Still, because the judge followed standard procedures, he thinks she will be protected by "qualified immunity."
"I fail to see how this violated (Michael Richard's) constitutional rights. ... They're going to have to get over some significant hurdles to get the relief they're seeking here," Hoffman said. "That's not to say that she exercised good judgment. I think what she did here is unconscionable. I would have hoped that she would have exercised discretion and kept the clerk's office open."
I wonder what actual damages the wife alleges. It’s not like her husband had an earning potential.
Richard, 49, was executed at 8:22 p.m. for a 1986 rape and murder.1986. Rape. Murder.
His execution was long past-due.
Counter-sue this woman for wasting the time of the court with frivolous law suits and slap her lawyer with a huge, huge fine.
No kidding ... from the tone of the article, you'd think he was innocent; pure as the driven snow.

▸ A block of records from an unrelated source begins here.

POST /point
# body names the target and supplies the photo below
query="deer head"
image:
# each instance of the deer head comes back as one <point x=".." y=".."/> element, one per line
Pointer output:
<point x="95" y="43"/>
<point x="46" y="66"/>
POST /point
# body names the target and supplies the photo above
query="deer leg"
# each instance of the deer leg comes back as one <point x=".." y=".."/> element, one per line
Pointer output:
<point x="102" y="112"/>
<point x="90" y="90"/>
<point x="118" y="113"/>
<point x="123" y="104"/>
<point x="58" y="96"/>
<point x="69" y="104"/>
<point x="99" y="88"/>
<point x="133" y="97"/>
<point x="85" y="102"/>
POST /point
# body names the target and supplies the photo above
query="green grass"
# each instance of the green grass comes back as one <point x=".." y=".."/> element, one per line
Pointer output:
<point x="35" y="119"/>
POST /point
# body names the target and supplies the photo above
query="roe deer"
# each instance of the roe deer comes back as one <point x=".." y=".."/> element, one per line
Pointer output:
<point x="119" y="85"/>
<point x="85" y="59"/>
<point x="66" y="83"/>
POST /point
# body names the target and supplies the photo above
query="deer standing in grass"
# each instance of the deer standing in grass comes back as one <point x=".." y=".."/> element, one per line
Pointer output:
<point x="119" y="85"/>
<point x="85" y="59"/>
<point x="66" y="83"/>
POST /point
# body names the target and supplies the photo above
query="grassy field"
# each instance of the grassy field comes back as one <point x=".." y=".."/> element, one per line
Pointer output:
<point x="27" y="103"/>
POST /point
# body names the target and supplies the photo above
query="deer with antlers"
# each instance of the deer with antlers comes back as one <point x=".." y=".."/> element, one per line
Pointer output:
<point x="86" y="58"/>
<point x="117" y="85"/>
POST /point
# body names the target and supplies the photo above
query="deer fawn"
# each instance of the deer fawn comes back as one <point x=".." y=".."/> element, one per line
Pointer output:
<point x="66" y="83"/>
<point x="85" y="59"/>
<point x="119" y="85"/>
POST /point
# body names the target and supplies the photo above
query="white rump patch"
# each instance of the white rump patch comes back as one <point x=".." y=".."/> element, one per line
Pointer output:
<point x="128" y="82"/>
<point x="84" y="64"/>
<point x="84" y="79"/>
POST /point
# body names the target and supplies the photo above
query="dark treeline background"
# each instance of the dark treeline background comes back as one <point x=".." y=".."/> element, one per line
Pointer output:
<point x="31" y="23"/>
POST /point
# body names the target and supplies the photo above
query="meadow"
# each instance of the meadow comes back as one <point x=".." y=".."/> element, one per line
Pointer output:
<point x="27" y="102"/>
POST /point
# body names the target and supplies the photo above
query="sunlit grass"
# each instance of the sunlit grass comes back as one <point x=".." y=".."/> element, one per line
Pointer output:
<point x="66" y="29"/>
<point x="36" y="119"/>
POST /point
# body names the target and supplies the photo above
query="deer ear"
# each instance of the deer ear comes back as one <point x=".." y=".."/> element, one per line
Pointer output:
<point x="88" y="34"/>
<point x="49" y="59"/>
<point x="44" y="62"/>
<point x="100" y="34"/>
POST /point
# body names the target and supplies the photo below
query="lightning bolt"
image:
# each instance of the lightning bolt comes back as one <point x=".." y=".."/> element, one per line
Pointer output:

Well - if this works, does it mean we are free to sue the judges who let guilty people walk or the parole board who releases someone who goes on to commit more crimes - maybe even murder. This is a door that the law can’t afford to open.
Don’t know anything about this particular case, but from a point of view of pure statistics and numbers Texas has to be executing innocent people here and there.
Was his stint on “Seinfeld” really that bad??
No he was executed over the “N” word incident.
Well honey, what time did the office OPEN???? Seems your lawyers had all bleepin' day to file an appeal. When you wait til the last minute you suffer the consequences.
I don’t know. The professor in the story said judges have immunity from every aspect of their court behavior but not administrative. It seems like the wife’s appropriate target would be her attorney who failed to allow for delivery contingencies in the appeal. His case was truely one of life and death and he allocated time as if it were a real estate settlement.
That is what I was thinking - 20 years and it comes down to a filing deadline....I don’t think so. This is called grasping at straws over her guilty husband.
Well you have all the DNA stuff setting many convicts free, but this makes us look petty. But this is just a by-product of the Abortion culture. Don’t want a baby, kill it. Don’t want to work late on a friday night, kill him.
Oh really? I guess it could also be said that ‘From a point of view of pure statistics and numbers, you’re probably a troll on FR’.
Judicial candidate Randall Kallinen takes on right-wing zealots
Snort.
Her husband commits rape and murder, and she has the gall to whine about his final moments of physical discomfort and to sue a judge over it?
The appeal was based on some Supreme Court action that occurred that day. It's sort of hard to appeal in the morning based on something that hasn't yet happened.
And suddenly the wife is on stage in front of America after 20 years of appeals; etc. I smell; “I’m gonna make some money”.